To add insult to injury, the commission’s decision to raise milk prices was made by a federal public body operating for several months without its full complement on the board. The board only has two members – two – and both are in dairy farming. Conflicts of interest in the dairy sector are rampant at the commission, in politics or even in academia.
Many scholars in Canadian universities are not just researchers but essentially advocates for their funding agencies representing the dairy industry.
More Canadians would empathize with dairy farmers who face higher costs of production, if only the commission would share more data. The lack of disclosure is very much about asking Canadians to support an inefficient dairy sector, more than properly compensating farmers. But now, by fall, this newly announced increase will price the dairy section at the grocery store out of the market and we stand to lose many more dairy farms.

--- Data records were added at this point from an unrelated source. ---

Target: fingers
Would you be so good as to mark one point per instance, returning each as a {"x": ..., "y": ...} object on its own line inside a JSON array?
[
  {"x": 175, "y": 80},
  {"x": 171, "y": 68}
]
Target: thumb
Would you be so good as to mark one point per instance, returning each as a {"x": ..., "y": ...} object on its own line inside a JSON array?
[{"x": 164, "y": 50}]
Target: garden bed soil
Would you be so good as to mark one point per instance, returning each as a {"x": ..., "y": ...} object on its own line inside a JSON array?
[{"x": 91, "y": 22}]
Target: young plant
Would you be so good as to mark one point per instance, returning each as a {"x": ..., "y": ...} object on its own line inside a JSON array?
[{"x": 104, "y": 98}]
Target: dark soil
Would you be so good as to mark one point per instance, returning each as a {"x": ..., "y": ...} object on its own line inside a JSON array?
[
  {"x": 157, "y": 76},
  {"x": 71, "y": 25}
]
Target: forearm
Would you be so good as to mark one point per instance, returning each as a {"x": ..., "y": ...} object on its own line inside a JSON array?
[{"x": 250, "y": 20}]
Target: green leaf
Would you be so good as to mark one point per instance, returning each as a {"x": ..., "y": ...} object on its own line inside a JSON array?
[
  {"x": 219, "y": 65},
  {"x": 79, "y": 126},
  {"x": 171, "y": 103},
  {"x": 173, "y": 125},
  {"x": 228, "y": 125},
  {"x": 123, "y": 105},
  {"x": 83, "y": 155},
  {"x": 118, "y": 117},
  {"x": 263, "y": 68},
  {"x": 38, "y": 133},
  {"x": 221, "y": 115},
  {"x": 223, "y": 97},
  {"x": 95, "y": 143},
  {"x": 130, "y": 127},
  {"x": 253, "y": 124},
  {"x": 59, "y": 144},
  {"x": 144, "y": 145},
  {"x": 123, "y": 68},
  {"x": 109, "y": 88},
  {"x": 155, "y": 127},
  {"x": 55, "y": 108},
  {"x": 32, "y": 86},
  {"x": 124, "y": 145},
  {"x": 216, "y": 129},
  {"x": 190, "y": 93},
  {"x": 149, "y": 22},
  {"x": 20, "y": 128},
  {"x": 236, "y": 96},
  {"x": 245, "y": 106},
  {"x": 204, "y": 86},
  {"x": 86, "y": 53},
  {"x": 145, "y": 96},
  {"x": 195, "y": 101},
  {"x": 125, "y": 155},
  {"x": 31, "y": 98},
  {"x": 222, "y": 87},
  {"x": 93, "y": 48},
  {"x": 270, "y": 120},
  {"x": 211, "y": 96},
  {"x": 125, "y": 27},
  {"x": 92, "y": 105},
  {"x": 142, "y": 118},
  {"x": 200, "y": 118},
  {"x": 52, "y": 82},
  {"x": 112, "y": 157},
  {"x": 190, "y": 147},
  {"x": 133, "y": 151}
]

Ottawa is the consumer’s worst enemy right now. It needs to think through some of these ill-timed policies. Minister Freeland’s so-called anti-inflation plan won’t do much at the grocery store. Many were hoping for tax breaks, anything to ease our fiscal burden, as many countries have done so in recent months. But Freeland opted to make a ‘microwave’ announcement, basically ‘reheating’ programs that are already in place.
Recently, the NATO secretary general claimed the war in Ukraine could last years. However regrettable this assessment may be, this is what Ottawa needs to focus on.
Farmers need help with inputs to prepare for fall, winter, and next spring. Ottawa should also become one of the world’s most influential trade advocates and prevent other countries from hoarding food.
More nationalistic protectionism can only make things worse.
– Sylvain Charlebois is professor of food distribution and policy and senior director of the Agri-Food Analytics Lab, Dalhousie University.